By Stefanie Jackson – Matt Kirwan, a scientist who has conducted research on the Eastern Shore and who is an associate professor at William & Mary’s Virginia Institute of Marine Science (VIMS), recently received the Presidential Early Career Award for Scientists and Engineers (PECASE). It’s the highest honor the U.S. government can bestow upon independent researchers beginning their careers.

“The Presidential Early Career Award is further proof that Matt is one of the shining stars among our younger faculty,” said VIMS dean and director John Wells in a press release from William & Mary.

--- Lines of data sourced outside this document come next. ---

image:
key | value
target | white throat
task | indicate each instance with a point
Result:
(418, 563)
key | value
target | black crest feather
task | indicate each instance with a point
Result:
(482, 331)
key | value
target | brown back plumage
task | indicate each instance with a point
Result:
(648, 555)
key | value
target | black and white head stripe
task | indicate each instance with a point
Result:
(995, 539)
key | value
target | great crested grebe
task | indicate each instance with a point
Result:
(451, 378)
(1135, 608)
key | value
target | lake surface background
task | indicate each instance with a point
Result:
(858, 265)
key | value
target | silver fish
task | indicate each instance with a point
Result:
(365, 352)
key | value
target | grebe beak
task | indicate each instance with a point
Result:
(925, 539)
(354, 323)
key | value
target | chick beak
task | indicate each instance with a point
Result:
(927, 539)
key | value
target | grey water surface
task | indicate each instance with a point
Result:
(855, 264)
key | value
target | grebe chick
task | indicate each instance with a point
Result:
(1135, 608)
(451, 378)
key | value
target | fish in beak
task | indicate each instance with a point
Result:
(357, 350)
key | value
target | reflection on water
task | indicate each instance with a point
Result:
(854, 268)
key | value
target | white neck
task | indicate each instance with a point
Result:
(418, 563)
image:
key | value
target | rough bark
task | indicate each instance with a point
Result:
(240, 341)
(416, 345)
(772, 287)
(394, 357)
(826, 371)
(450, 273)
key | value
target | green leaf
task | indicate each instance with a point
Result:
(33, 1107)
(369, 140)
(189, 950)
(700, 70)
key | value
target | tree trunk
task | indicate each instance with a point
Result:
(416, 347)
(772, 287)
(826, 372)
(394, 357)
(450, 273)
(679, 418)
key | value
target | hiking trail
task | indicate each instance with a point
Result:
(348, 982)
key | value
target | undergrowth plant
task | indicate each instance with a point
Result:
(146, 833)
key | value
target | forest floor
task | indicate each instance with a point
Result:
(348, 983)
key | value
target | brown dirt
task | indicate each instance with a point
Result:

“It also helps confirm that his studies of how coastal marshes respond to sea-level rise is of the utmost importance to Virginia and the world,” he said.

Kirwan gained the attention of national news outlets for his study of “ghost forests” – desolated woodlands filled with dead trees that are often little more than bare, gray stumps, killed by saltwater intrusion due to sea level rise.

Kirwan conducts his research in part through VIMS and the Virginia Coast Reserve’s Long-Term Ecological Research project, said Cora Johnston, the site director at the Anheuser-Busch Coastal Research Center in Oyster.

The research team studies Virginia’s barrier islands, tidal marshes, lagoons, mainland watersheds, and how the coastal system responds to climate change, sea level rise, and other long-term environmental changes.

The project is funded by the National Science Foundation, which also recently honored Kirwan for his work by granting him the NSF Faculty Early Career Development award.

Since he began working for VIMS in 2013, Kirwan has authored or co-authored 18 articles that have appeared in research journals such as Nature and Science.

He teaches two courses at VIMS, principles of geological oceanography and wetland geomorphology and ecology. He also mentors three undergraduates, two doctoral students, and two post doctoral fellows.

Kirwan is a 2002 graduate of the College of William & Mary with a bachelor’s degree in geology. He received his doctorate degree from Duke University in 2007.

He is one of three William & Mary scholars to have won the PECASE since the award’s inception in 1996.

The Trump administration held a ceremony to honor the 2019 PECASE winners July 25, across the street from the White House at the Daughters of the American Revolution’s Constitution Hall.

Kirwan said, “I’m so excited and grateful for this award. It was a completely unexpected honor to be recognized by the White House and in the company of such great scientists.”